Cardiologista Isabel Quelhas aponta o exercício físico como possível fator precipitante num quadro de placa instável. Em sentido contrário, médico Hans Paul Gaebelt Slocker considera que um treino habitual não deveria provocar o enfarte num atleta profissional

A cardiologista Isabel Quelhas afirmou hoje, em tribunal, ter «certeza» de que a rutura da placa que provocou o enfarte de Iker Casillas ocorreu durante o treino do FC Porto, a 1 de maio de 2019, quando o antigo guarda-redes sentiu a dor mais intensa e persistente no peito.

Segundo a médica, que assistiu o espanhol após o episódio, Casillas referiu também uma dor semelhante na véspera, entretanto desaparecida, informação que considerou «essencial para o diagnóstico» de enfarte, afastando a hipótese de miocardite.

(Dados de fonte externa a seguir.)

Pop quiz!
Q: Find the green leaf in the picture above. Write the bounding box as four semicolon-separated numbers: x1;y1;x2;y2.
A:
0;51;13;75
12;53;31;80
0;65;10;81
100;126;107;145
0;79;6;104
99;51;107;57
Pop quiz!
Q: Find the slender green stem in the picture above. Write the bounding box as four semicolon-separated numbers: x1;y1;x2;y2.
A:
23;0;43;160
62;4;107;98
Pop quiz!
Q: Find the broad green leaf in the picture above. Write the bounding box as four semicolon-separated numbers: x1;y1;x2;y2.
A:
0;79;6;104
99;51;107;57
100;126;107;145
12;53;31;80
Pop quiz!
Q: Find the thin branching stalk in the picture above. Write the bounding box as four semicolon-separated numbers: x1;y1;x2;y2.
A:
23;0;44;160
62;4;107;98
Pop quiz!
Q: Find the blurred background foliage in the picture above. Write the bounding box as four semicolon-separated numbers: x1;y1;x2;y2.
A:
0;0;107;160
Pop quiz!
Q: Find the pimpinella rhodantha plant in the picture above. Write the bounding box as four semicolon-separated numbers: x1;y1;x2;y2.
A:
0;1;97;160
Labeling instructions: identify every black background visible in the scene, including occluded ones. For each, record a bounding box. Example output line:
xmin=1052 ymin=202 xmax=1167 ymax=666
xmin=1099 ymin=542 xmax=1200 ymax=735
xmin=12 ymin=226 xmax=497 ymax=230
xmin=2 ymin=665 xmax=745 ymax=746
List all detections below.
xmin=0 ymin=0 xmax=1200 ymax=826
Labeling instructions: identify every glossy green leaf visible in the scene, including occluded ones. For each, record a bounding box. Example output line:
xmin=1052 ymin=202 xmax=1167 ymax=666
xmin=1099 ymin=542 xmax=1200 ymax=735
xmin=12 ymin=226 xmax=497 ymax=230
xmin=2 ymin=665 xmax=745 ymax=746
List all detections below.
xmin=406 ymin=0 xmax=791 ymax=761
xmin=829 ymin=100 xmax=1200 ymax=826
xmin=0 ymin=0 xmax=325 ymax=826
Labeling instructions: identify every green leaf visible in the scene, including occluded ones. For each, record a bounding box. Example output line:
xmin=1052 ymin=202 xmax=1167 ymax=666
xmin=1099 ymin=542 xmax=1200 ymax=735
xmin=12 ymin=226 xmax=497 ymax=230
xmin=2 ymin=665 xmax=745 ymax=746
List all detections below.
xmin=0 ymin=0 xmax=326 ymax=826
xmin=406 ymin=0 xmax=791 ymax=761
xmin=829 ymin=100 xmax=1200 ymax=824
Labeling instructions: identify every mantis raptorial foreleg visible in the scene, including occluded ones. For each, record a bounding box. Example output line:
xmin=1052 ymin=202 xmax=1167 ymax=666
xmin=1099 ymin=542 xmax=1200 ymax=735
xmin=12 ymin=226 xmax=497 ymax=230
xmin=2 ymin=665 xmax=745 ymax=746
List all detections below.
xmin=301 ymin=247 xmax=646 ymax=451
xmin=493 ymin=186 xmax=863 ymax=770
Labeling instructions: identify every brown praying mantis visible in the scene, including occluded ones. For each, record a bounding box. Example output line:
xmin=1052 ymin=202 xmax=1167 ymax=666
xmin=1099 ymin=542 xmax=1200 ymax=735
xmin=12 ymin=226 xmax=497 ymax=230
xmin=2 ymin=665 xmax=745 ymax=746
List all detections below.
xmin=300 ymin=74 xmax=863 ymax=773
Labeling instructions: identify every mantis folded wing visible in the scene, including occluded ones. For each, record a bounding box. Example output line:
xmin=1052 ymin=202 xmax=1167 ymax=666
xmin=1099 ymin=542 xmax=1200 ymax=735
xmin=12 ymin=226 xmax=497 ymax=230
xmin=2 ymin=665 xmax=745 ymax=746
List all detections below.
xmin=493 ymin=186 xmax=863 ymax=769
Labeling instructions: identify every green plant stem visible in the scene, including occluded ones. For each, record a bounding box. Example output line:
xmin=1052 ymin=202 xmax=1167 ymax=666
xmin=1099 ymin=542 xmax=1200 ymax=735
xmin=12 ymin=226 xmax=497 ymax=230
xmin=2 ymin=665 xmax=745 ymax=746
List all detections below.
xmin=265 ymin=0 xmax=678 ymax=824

Citada pela Lusa, Quelhas explicou que a dor da véspera poderia corresponder a uma fase de instabilidade da placa, mas distinguiu-a da rutura que terá desencadeado o enfarte. «Tenho a certeza que a rutura foi às 11:00, no momento de dor mais intensa», sustentou.

Tenho a certeza que a rutura foi às 11:00, no momento de dor mais intensa

A cardiologista considerou que o exercício físico pode funcionar como fator precipitante num quadro de placa instável, lembrando que «stress emocional, descarga ou exercício físico são fatores precipitantes». Ainda assim, afastou uma relação direta entre o jantar de Casillas com amigos na véspera e o enfarte.

Também ouvido no processo, o cardiologista espanhol Hans Paul Gaebelt Slocker considerou que um treino habitual não deveria provocar a rutura de uma placa num atleta profissional, admitindo apenas que um «super-esforço» ou uma atividade acima do normal pudesse contribuir para desencadear um enfarte.

O processo procura determinar se o enfarte sofrido por Casillas deve ser reconhecido como acidente de trabalho. As alegações finais estão agendadas para 28 de outubro.

Na ação, Casillas reclama à Fidelidade 750.821,91 euros por incapacidade temporária absoluta e 1.521.780,82 euros por incapacidade permanente absoluta para o trabalho habitual, além de outras quantias ao FC Porto e de futuras despesas médicas.